My Brother’s Sin is Always Worse Than Mine

The nations have fallen into the pit they have dug;
their feet are caught in the net they have hidden. Psalm 9:15

The woman said, “I know that Messiah” (called Christ) “is coming. When he comes, he will explain everything to us.” Then Jesus declared, “I, the one speaking to you—I am he.” John 4: 25& 26

Back in the mid 1980s the verse above from Psalm 9 and others like it were quoted to “prove” that AIDS sufferers deserved what they got. I have to confess that, at the time, the thought crossed my mind too. In our family the AIDS crisis came to a head when doctors didn’t want to give my wife and baby a blood transfusion during the premature birth of one of our daughters, as they couldn’t trust the blood supply.

In the midst of this crisis in the mid 80s I was asked to visit a couple’s son who was in his mid 40s and suffered from AIDS. With my recent blood transfusion experience I wasn’t feeling any grace towards AIDS sufferers. However, we have a providential God. On the morning of my first visit I read John 4 as part of my daily devotions, which relates the story of Jesus and the woman at the well. Jesus treats this outcast with firm grace: not accepting the sin but loving the sinner and offering her life. During my one hour journey this passage, like an indigestible meal, would not leave me alone. The Word was confronting.

When I arrived at “Michael’s” home, he shook my hand, welcomed me in, offered me a a coffee and then told me a tragic story of family and marital breakdown, losing his children and finding companionship in the homosexual community of the town. This was a “feeling”, he confessed, that he had always been drawn to but had never, previously, given in to. This community, incidentally, took care of each other with an amazing love and grace. I witnessed this on many future occasions. At one point, Michael said to me, knowing that he had a death sentence, that even knowing that he was going to die, if he could live his life again he would be drawn back into this lifestyle – that draw was so strong.

What I encountered was a struggle with sin. But we all struggle with sin. The only difference is that we minimise our own and maximise others – especially sexual sins. For example if our weakness is greed, we prefer to judge people on their sexual behaviour. If our weakness is gossip then the sexual promiscuity of the other is far worse.

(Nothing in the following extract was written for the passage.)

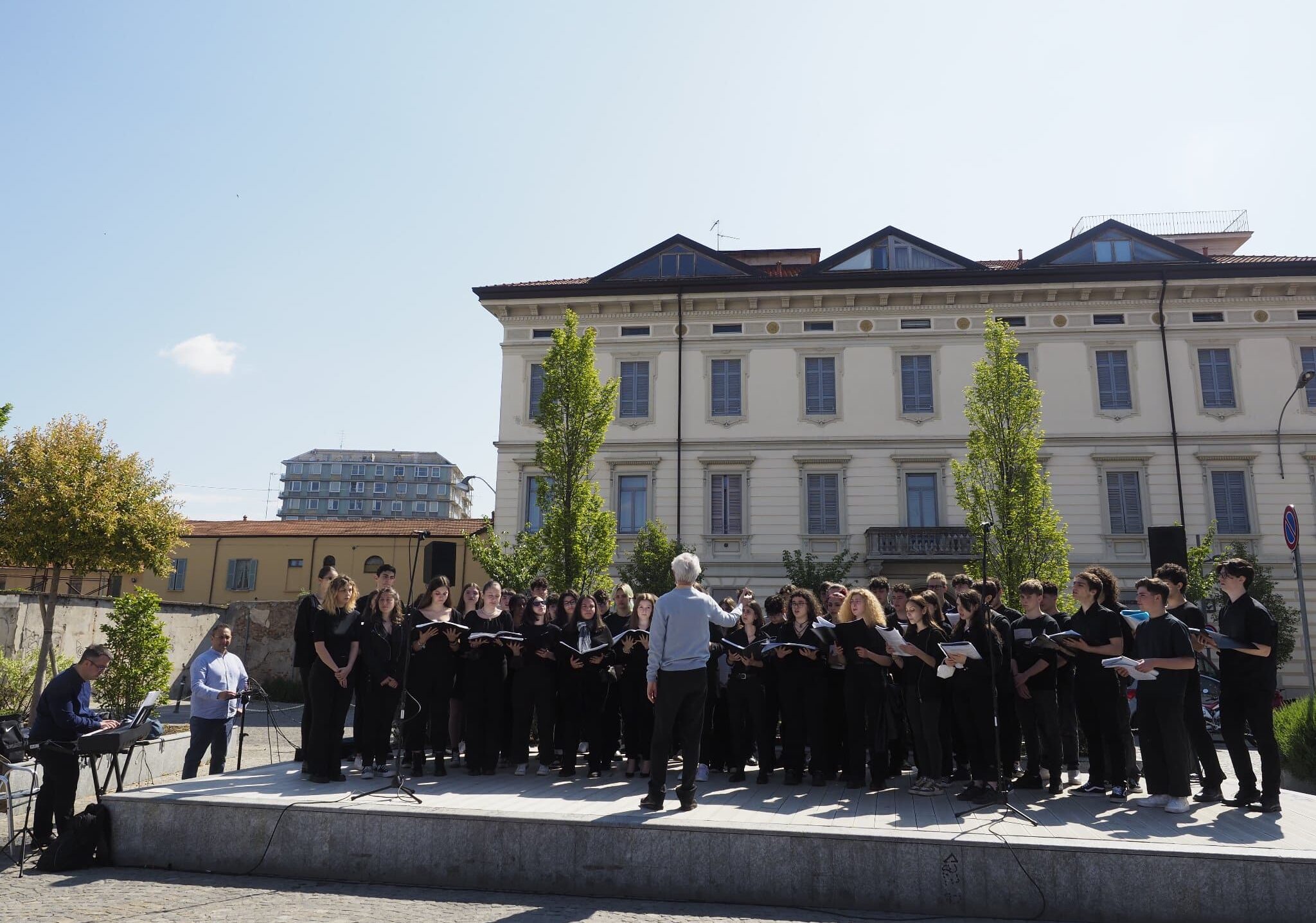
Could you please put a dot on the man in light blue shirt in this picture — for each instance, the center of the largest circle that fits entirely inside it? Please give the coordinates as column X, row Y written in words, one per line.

Psalm 9 reminds us that all sin is deadly – eternally. It is only with a relationship with God that an adulterous murderer like David could be confident in his salvation. In himself David could not find redemption . He could only rely on the promises of God – the promise of a Messiah – a Saviour. That same Saviour is our only hope – no matter what our sinful condition might be.

On leaving Michael that first time, I asked him why he had been so open with me; never having met me before. He answered, “You shook my hand, came in and drank my coffee.” In the paranoia of the mid 80s that had been his test to see if he could trust me. I had never thought of that. But God had.

P.S. Michael died a few years later having returned to a relationship with Christ.